Here  I am.  I walk in the room, find my place, and take a seat.  I wait for you to come talk to me.  I notice when you don’t walk over to me and say hello.  I am offended that you haven’t taken the time and made the effort to come see me.  You didn’t even ask me why I wasn’t here last week.  Why didn’t you ask me about what was going on in my life?  I feel so excluded.

There you are.  I walk in the room and look for someone to greet.  *Friendly Smile*  How are you today?  Let me get up and come over and say hello to you.  How can I help you today?  I noticed you have been really busy and wanted to let you know how appreciated you are.  I missed getting a chance to talk to you last week, I could tell you were busy…which is why I came to you this week – anything I can do for you?

Here I am.  You aren’t meeting my specific needs.  Serve me.  I don’t like the music.  I don’t like the way that program is run.  My ideas aren’t being heard.  I never have a chance to do what I think would work.  Listen to me.  This is the right way.  That plan will never work.

There you are.  How can I serve today?  What can I do to help meet the needs of those around me?  I can see your heart for this ministry, it’s overflowing.  How can I help that vision become a part of the overall mission?  What of my own agenda needs to be set aside for this to work for the greater good?   Am I getting in the way or am I letting God move?  Have I heard, really heard, the heart of where everyone else is coming from?  Am I listening?  What is it that would work best for the vision God has given us, even if it isn’t my idea?

Can you imagine if we were all “there you are” people???  Because that’s what we’re called to be!  We are called to be servants.  We are called to be love.  And offense?  That’s a tool of the enemy!  We choose to be offended.

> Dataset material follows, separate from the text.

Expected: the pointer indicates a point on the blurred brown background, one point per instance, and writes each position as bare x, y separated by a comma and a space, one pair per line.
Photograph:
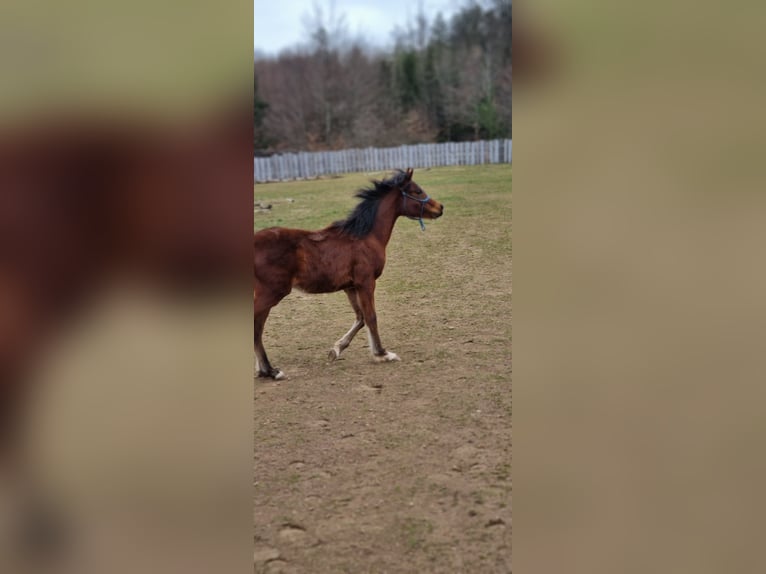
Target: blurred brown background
125, 361
639, 292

If we were all “there you are” people, no one would feel outcast or snubbed.  We would notice when people were missing for a couple of weeks.  We would work for the good of God’s vision, not for the good of ourselves.  We would learn to set aside our own agendas and actually listen to those around us.  We would forget past biases and approach every day with a clean slate.

The difference between “Here I am” and “There you are” is the difference between someone walking in those doors and someone walking out.

Doorway Quote

When we choose to follow Christ, we are saying, “It is no longer about me, but about Christ who lives in Me.”

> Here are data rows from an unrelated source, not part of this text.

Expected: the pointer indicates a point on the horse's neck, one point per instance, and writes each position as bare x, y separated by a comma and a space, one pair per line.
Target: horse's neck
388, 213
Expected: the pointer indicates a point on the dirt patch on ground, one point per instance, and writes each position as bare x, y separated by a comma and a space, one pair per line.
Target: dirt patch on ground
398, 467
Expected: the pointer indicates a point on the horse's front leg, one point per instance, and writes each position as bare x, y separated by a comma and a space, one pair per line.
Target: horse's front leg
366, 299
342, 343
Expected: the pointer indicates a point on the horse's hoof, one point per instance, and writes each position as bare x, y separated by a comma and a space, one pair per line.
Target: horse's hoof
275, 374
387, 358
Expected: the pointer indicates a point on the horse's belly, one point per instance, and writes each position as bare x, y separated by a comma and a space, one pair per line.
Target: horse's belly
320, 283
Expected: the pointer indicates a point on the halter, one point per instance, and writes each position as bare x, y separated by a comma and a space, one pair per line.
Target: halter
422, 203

When I start getting frustrated in a church setting, lately, I put my attitude in check and ask myself: Am I approaching this with a “here I am” or “there you are” attitude?  A lot of the time, I have to take a couple of steps back.  God’s plans are better than mine and I am sick of letting myself get in the way.

The next time I say (or think) “Here I am” it will only be to the Lord, in this sense, “Here I am, Lord, send me.”

His response: “There you are.  Where have you been?  I’ve been waiting for you to finally figure it out!”